Will I regret it in the morning? Not if I do the requisite 500 steps on the machine.

Friday, November 03, 2006

Chinese Chicken Omelete

The other day Chris and I went out to celebrate "Grampy's" birthday. We went to the usual place and had our usual good dinner. Grampy wanted to order a whole chicken, and with only four of us at the table, guess who got to take the leftovers?

Chinese chicken is a bit of an enigma to those unfamiliar with it, but once you taste it, it becomes part of your regular palate when you're eating out in Chinatown. Anyway, I have a great way to fix up those leftovers, (or any other type of chicken for that matter). I just make an omelete out of it.

What I used:
  • 3 small stalks scallion
  • 2 cloves garlic
  • handful (about 1 1/2 cup) leftover chicken, cubed
  • 4 eggs
  • 1 tablespoon heavy cream (optional)
  • salt and pepper to taste
It's pretty simple. Just cut up the leftover chicken and brown it with the garlic and scallion in a medium flame. While that's going, scramble the eggs with the heavy cream, and pour it over the chicken when it's beginning to brown. I use my trusty wok for this to create a nice golden brown omelete.

The nice thing is that it's hearty without being heavy as many breakfast omeletes tend to be. Normally I use milk for my eggs, but in this case, heavy cream works well to incorporate the chicken, garlic and scallions. It gives the eggs a bit more substance.

I added a side of skillet potatoes make this a complete (Chris-approved) breakfast, which went incredibly well with my Panama Duran coffee from McNulty's. If you're making this for one, just halve the ingredients. That's it!

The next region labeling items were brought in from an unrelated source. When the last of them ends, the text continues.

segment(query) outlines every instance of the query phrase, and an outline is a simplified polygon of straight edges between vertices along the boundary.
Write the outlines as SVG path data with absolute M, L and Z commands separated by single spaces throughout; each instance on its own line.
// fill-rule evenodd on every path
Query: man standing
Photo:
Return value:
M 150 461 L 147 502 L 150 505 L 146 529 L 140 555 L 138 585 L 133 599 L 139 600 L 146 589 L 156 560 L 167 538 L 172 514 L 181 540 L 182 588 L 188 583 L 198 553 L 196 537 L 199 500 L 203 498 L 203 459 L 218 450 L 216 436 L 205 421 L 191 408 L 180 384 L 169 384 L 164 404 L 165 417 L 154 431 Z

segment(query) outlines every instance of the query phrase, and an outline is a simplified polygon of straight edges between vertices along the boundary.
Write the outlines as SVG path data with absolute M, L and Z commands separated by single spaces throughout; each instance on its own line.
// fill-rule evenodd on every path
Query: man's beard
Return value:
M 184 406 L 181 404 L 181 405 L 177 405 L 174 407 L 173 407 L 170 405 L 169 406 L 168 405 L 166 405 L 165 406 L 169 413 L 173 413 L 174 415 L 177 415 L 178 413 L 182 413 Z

Thursday, November 02, 2006

I eat a lot less when I take time to make my food look pretty. I think it's because it takes a bit more effort, and doing so makes me slow down to enjoy eating it. (Normally I whip up a big pile o' food and scarf it down fast.)

Chris brought home a gigantic box of crackers the other day, (we're talking 3lbs), and I wanted to eat it. I love crunchy. We didn't have any cheese at home so I made tuna salad to accommodate. I had a weird craving for olives so I added that in along with red peppers, onions and scallions for garnish. Hey, at least my tuna fish is never boring. And this snack was Chris-approved, which was surprising because he doesn't even like olives!

Sunday, October 29, 2006

Nothing like a stack of silver dollar pancakes to make a weekend morning. I like to add a little vanilla the batter. Makes it more aromatic, I dare say.

Saturday, October 21, 2006

Hot Potato!

I love immigrants. If it weren't for them, we wouldn't have such a variety of delicious food that we can take in as our own. I believe if all the world's leaders sat down together at the dinner table and shared in a happy feast, no one would worry about nuclear threats and wars and such.

Speaking of potato, I was in a mood for a potato pancake this morning. I don't recall where I learned this recipe from, only that I used to make it every Sunday for breakfast in place of hash browns, sometime in my teenage years when I was living away from home.

The premise is pretty simple, (and I'm a fan of simple). Grate some potatoes, slice up some onions, add an egg and flour for binding and skillet it up. (On a related note, I am loving the fact that I'm getting so much use out of the 3 cast iron skillets that I got on sale for $10 at Macy's!)

The recipe:
  • 2 medium potatoes, scrubbed and grated
  • 1 medium onion, thinly sliced
  • 1 egg
  • 1 tablespoon flour
  • oil (I used canola oil I'm sure any will do)
  • salt and pepper to taste
  1. In a bowl, mix potatoes and onions together, salt and pepper
  2. In a separate bowl, mix egg and flour until it forms a batter
  3. Combine both mixtures together and salt and pepper
  4. Heat up about a tablespoon of oil in a skillet at medium temperature
  5. Drop in mixture to form palm-sized pieces, cook about 4 minutes on each side or until it yields a nice crispy, golden brown color
That's it!

In the past I've eaten this with ketchup and fruit jam. Today I dabbed a bit of low fat sour cream to satisfy my newly acquired fondness of the stuff. By the way, you can also grate your onion instead of slicing it. I just find the texture more fun with keeping it sliced, as the onion flavor is more enhanced in the onion itself. (Plus I don't cry as much when prepping!)